The underlying theory is similar to that of $\mu$P, which is that to maintain a constant variance in the activations, **the weights of the matrix must scale** $1/\sqrt{in\_d}$.
**Activation Scaling** The reason to control the scale of our activations is that all the other components of our models, floating point formats, activation functions, SoftMax's and so on all assume a fixed scale. It's easier to just control the scale of our activations than the scale of everything else. And as we'll see it's very easy to control this.

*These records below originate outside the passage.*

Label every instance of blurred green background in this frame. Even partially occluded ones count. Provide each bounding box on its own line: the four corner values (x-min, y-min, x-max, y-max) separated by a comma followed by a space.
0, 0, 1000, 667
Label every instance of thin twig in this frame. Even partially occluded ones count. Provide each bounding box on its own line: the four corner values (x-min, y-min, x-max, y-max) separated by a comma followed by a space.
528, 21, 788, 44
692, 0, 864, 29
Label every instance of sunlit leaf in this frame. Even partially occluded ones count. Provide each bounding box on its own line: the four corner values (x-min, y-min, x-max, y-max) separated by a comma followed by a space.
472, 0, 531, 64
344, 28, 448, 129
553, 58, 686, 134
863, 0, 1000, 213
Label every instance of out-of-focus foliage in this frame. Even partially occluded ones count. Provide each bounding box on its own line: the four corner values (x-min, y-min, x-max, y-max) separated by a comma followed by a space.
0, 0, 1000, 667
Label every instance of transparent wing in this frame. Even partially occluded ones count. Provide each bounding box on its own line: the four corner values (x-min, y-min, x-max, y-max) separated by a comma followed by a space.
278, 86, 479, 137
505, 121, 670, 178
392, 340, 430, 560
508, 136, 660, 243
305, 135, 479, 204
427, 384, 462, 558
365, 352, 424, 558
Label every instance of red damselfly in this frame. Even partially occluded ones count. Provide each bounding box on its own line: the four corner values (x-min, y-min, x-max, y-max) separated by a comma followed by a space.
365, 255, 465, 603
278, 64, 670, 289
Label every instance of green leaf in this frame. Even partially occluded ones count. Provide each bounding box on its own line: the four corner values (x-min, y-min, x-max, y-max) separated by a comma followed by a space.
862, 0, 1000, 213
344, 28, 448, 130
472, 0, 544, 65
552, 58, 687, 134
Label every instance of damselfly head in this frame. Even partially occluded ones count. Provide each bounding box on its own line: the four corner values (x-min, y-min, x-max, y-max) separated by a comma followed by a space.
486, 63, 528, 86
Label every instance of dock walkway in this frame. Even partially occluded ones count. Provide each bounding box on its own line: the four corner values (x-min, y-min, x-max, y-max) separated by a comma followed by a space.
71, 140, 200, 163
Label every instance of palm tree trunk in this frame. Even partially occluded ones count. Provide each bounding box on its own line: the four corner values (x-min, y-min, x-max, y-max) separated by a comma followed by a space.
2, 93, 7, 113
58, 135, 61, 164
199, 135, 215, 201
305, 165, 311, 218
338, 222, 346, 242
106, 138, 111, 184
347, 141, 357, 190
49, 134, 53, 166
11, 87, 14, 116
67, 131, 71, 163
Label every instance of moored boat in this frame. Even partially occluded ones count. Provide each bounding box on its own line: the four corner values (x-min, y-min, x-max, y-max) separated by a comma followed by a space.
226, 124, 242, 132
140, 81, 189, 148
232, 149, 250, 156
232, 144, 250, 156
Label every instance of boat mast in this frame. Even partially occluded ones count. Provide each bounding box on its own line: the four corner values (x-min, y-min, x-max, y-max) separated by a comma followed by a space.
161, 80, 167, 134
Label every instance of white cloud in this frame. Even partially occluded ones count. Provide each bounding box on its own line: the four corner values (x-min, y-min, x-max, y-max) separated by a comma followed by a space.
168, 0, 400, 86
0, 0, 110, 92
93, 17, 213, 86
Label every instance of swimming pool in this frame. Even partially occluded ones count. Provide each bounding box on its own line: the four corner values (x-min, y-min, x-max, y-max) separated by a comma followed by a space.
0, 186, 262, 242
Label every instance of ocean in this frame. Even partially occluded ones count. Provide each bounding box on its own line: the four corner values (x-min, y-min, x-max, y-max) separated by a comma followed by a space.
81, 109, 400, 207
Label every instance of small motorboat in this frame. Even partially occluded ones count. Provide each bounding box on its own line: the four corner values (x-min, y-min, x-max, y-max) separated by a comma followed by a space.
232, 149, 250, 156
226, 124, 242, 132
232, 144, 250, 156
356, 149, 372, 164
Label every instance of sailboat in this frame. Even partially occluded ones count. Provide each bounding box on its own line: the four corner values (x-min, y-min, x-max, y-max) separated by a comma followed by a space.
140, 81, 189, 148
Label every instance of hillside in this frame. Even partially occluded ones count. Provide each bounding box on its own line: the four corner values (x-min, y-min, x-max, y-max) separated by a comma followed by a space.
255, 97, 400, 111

**Theory Matters** The importance of activation variance has been known for a long time, in fact there is a [quite old paper](https://arxiv.org/abs/1706.02515) that accurately predicted all the properties of a good activation function years based on this idea. Since then there have been countless published studies of activation functions that didn't match the properties predicted by the paper, and as predicted they were all worse. The paper that discovered the *swish* activation function came out the same year, and was discovered automatically via search.

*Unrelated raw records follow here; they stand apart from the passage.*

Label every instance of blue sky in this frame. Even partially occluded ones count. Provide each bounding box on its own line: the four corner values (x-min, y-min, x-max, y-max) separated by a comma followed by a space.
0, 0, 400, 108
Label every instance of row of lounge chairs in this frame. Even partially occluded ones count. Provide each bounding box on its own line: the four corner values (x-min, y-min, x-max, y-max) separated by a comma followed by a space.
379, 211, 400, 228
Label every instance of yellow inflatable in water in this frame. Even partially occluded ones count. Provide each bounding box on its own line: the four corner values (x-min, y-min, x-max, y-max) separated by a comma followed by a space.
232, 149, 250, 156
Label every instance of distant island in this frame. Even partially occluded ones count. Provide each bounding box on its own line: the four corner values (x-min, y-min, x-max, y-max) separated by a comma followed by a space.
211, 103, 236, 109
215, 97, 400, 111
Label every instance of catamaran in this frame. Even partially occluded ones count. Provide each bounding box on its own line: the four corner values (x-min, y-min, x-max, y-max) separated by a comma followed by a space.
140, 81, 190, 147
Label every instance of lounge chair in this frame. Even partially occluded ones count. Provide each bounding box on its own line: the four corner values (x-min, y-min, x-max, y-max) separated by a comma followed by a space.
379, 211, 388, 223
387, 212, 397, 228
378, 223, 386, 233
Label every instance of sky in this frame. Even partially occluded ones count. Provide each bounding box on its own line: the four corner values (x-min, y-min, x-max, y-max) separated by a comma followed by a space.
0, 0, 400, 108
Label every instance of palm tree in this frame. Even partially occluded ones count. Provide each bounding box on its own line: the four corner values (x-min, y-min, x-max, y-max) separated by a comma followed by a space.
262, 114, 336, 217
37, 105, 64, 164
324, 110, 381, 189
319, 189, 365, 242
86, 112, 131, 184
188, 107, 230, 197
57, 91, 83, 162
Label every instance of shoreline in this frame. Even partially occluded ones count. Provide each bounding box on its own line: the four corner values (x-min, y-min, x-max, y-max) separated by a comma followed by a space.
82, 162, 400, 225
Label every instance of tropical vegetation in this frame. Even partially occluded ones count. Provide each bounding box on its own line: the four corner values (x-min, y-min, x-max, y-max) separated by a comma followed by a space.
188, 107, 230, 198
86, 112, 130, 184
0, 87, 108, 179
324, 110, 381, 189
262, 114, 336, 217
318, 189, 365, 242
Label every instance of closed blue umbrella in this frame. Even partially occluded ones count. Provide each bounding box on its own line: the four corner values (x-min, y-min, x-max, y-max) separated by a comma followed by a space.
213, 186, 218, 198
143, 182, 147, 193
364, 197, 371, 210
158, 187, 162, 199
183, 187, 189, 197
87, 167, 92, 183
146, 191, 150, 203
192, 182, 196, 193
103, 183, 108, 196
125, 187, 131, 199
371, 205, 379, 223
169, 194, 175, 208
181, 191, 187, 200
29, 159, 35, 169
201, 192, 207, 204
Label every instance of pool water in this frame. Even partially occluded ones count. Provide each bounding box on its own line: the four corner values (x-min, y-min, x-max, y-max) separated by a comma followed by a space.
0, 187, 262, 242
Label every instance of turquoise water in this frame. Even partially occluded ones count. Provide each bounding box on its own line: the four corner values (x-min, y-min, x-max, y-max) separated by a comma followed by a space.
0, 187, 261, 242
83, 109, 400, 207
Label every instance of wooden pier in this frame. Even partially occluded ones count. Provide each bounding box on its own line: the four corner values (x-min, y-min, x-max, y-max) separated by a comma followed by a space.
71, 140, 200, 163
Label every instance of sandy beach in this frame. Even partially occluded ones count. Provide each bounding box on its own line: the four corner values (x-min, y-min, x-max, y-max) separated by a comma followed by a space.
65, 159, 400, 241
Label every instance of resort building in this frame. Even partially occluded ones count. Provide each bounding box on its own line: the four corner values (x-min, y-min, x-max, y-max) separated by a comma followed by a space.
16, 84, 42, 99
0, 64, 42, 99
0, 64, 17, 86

The application of theory and conceptual understanding of *why* things work is really important to doing good machine learning research in order to better use the resources available to us.
## Meat
Ok, so *why* should we scale the weights in a matrix scale $1/\sqrt{in\_d}$?
Well, given that **we want to control the variance** of the activations for other reasons, we can assume constant variance in our analysis. We'll see that scaling the weights keeps the variance constant. If we start with constant variance inputs, and the output of each matrix is constant variance, then (aside from activation fns, attn, etc.) the input to each matrix will be constant variance too.
### Conceptual
When we multiply our weight matrix by our input vector, we are doing a series of multiply and adds. However, the number of additions will increase the variance in our activations, so we need to scale it by some function of the number of inputs.
Intuitively, we shouldn't just average it. We'd expect a bunch of random additions, some positive, some negative, to cancel each other out to some degree. It turns out the expected scale happens to be $\sqrt{in\_d}$.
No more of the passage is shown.